Todos los días a medianoche, cuando ya me he cansado de vagar por la casa a pasos cortos y repetidos, siguiendo una inspiración de pocos centímetros después de la cena, me acerco a la cama vacía del cuarto vacío en esta casa vacía y enciendo la radio, costumbre milenaria de unos meses, herencia tardía de mi padre que creció y durmió con el sonido, y espero ese programa de noche partida, de música extraña y baja, para escuchar cantar a ese poeta.
Que es un hombre muy joven, eso me dice su voz de incómodas sinceridades devastadas: un chiquillo adolescente quizás, un ser apenas notorio que pasa las tardes abrazando las propias piernas, un lápiz con la punta desgastada que viaja de los dedos a la boca, y una libreta vieja y arrugada que vacila entre unas manos que imagino sudorosas. Tal vez como un reflejo o una metáfora: la anatomía tangencial, la caligrafía delgada de las verdades demasiado grandes. Tal vez. Me gusta imaginar su cabeza ladeada que mira por la ventana: a través del vidrio, el escenario gris de Mánchester parece dibujado a trazos de grafito, la suciedad incrustada inmemorialmente en la transparencia de aquel punto, el cristal donde a veces el poeta recarga la frente cuando ya no sabe qué decir, cómo decir eso entre las cejas.

Por supuesto que todo esto no lo sé a ciencia cierta, pero me cuesta apartar de los párpados las imágenes que delinea esa voz. Sé que es un hombre muy joven aunque el tono sea grave y apagado: lo revela el ardor escondido de la poesía y ese cantar como recitando un salmo tan fácilmente olvidable pero certero, ese balbucear textos escritos por él mismo en un arrebato de locura y que ahora trata de hacer pasar por líneas de fuego en nada memorables. El poeta quizás tiene veintisiete años y su historia sea como a mí me gusta contarla.
Ese chico siempre ha sido alguien silencioso, uno de esos extraños seres que prefiere charlar con un libro en algún simple pub antes que mirar a la cara, rostro con rostro, enfrentados, a otra persona de carne y hueso relativamente igual que él. A pesar de su edad, ha leído y se ha arrojado demasiado tiempo al error de nublar su visión y crear mundos ajenos, con los cuales, está seguro, sería perfecto sustituir el espacio.
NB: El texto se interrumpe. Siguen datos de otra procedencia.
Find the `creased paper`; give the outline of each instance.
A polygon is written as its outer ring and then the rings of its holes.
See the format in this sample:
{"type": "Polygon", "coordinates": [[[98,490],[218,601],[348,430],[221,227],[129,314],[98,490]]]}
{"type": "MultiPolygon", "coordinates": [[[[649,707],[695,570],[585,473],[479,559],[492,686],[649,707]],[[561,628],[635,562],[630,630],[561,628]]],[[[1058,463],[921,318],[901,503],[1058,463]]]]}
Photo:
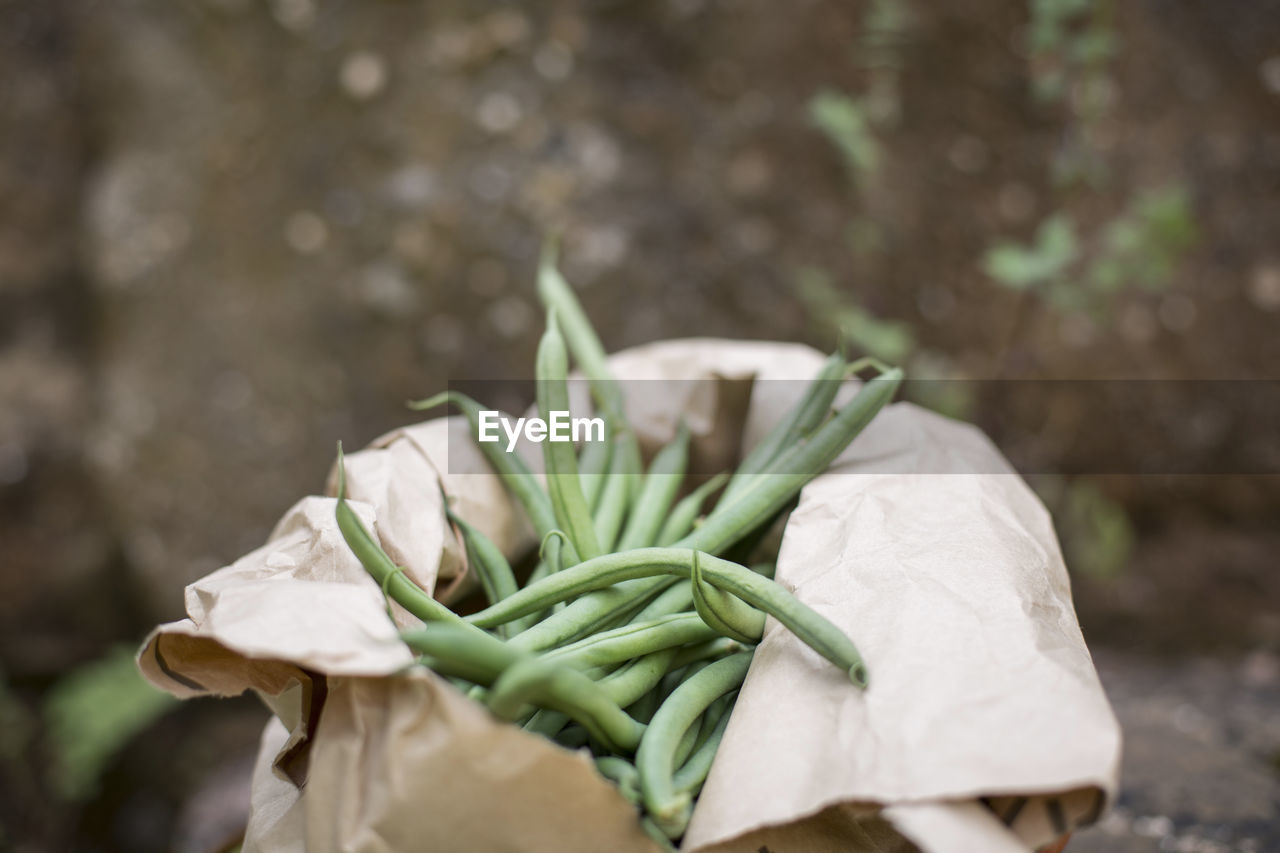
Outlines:
{"type": "MultiPolygon", "coordinates": [[[[683,419],[694,453],[731,464],[802,390],[752,380],[806,380],[821,362],[801,346],[692,340],[611,366],[718,379],[624,388],[650,452],[683,419]]],[[[509,555],[532,544],[465,455],[465,429],[428,421],[348,457],[352,506],[438,597],[465,575],[441,489],[509,555]]],[[[871,686],[770,620],[683,849],[1027,851],[1096,817],[1118,728],[1045,510],[1012,471],[974,473],[1002,466],[973,427],[900,403],[806,487],[778,580],[848,632],[871,686]]],[[[187,610],[144,646],[148,678],[177,695],[254,689],[283,720],[264,732],[247,850],[654,849],[583,756],[402,673],[409,653],[332,500],[300,502],[264,548],[193,584],[187,610]]]]}
{"type": "MultiPolygon", "coordinates": [[[[770,620],[687,846],[841,802],[1054,794],[1020,807],[1032,845],[1096,817],[1119,736],[1048,514],[1012,472],[966,473],[998,460],[972,427],[898,404],[863,438],[805,489],[777,579],[849,632],[871,686],[848,689],[770,620]]],[[[956,849],[951,832],[912,835],[956,849]]]]}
Tal vez divago, tal vez su piel sea ya la de todo un hombre y no más la de un joven. El alma del amante, sin embargo, nunca pierde esa juventud imberbe y estúpida que otorga la capacidad misma para los amores. Y el poeta es, ante todo, un amante. Y en ese papel de amante, el poeta (algún nombre tendrá, algún apellido, algún pseudónimo) ha amado o creído amar a un par de chicas de su antiguo colegio, siempre lejanas, siempre ensoñadas, siempre imposibilitadas para su deseo sexual. Por eso, y por el mundo de verdad completo que le han regalado las lecturas, el poeta comenzó a escribir algunas de las canciones que, estoy segura, no me queda la menor duda, lo convertirán en una leyenda de los desahuciados dentro de muchos años.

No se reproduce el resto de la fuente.